For me nothing could have prepared me well enough, it is much more than the sheer size and audacity of the pyramids but its the history behind it. It is estimated that the Great Pyramid alone is made up of more than 2.5 million individual stones, each weighing in excess of 6000 pounds (2727 kg). Those stones were individually crafted to fit into the overall structure, and help make it one of the most impressive construction projects ever undertaken. When it was completed in 2560 BC, the Great Pyramid was easily the tallest building on the planet, and it remained so until the construction of the Eiffel Tower in Paris in 1895. That means for nearly 4500 years, it reigned supreme. This having been done by man with no machinery and no all the advance equipment we have is nothing but mid blowing.
By mid morning the place was a buzz with people selling souvenirs , offering “gifts” which you end up paying for and offering you secret views and guides. As much as this could get abit too much we did not resist agreeing to a camel ride within the desert. This was a fun way to try and visualize ourselves 1000 years back where people traveled miles on end with all their belongings on their camel.
We then proceed further in to get great views of the Sphinx and the pyramids together before taking a tour into one of the pyramids. This is not for the claustrophobic, it dark, its tiny and you literally crouch to get in and like the museum photography is prohibited. Once inside there pretty isn’t much since everything has been moved to museums around the world for preservation.

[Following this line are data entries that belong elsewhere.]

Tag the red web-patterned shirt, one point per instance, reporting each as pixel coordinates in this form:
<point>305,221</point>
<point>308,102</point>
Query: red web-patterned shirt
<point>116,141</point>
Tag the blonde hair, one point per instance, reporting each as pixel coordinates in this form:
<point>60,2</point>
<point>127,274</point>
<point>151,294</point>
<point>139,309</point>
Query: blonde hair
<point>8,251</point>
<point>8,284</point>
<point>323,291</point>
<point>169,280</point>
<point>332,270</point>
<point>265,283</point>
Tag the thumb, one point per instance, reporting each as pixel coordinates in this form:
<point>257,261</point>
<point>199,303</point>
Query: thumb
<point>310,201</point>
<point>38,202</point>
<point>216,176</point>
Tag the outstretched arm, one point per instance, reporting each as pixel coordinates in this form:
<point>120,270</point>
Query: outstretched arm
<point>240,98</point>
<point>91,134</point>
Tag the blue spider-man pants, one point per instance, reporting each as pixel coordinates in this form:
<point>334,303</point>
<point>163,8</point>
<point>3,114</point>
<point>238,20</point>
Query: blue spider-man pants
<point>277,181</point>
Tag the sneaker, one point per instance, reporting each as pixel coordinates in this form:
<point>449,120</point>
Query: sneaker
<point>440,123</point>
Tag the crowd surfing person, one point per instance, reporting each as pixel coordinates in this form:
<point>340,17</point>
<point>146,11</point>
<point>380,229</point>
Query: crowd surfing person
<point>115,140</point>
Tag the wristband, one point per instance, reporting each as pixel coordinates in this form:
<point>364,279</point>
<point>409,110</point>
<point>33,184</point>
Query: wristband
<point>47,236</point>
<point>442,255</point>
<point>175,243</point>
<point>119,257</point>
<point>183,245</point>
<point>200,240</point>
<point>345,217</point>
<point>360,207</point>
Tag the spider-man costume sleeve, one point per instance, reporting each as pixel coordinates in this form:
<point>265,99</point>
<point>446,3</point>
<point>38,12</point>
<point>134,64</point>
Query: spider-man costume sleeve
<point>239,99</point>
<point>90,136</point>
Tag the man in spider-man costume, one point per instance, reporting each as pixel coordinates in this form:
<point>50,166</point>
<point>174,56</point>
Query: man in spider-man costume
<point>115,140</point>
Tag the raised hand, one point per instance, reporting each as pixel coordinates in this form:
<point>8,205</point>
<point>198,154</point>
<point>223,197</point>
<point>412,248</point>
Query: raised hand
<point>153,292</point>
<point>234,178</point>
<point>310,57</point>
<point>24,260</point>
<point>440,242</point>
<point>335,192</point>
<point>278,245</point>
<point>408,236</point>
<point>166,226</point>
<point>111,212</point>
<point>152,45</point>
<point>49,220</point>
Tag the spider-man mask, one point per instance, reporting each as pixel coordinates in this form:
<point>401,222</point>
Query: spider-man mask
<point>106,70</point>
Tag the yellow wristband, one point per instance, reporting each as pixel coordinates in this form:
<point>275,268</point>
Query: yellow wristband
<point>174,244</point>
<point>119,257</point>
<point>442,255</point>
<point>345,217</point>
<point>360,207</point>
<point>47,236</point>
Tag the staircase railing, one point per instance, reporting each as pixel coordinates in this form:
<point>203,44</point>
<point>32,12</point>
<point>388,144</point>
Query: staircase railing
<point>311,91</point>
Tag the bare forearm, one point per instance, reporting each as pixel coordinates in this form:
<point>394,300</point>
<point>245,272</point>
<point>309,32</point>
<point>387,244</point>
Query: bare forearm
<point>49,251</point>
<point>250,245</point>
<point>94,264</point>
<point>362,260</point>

We later went to the Pyramid of Djoser (stepped pyramid. It is rather different as it has a central feature of a vast mortuary complex in an enormous courtyard surrounded by ceremonial structures and decoration. This was our last stop before going to breakfast (end of fasting for the day) at Khan Khalili Bazaar and doing the perfume factory tour.
It may be the most touristy thing but one that should not be crossed of the list but rather highlighted.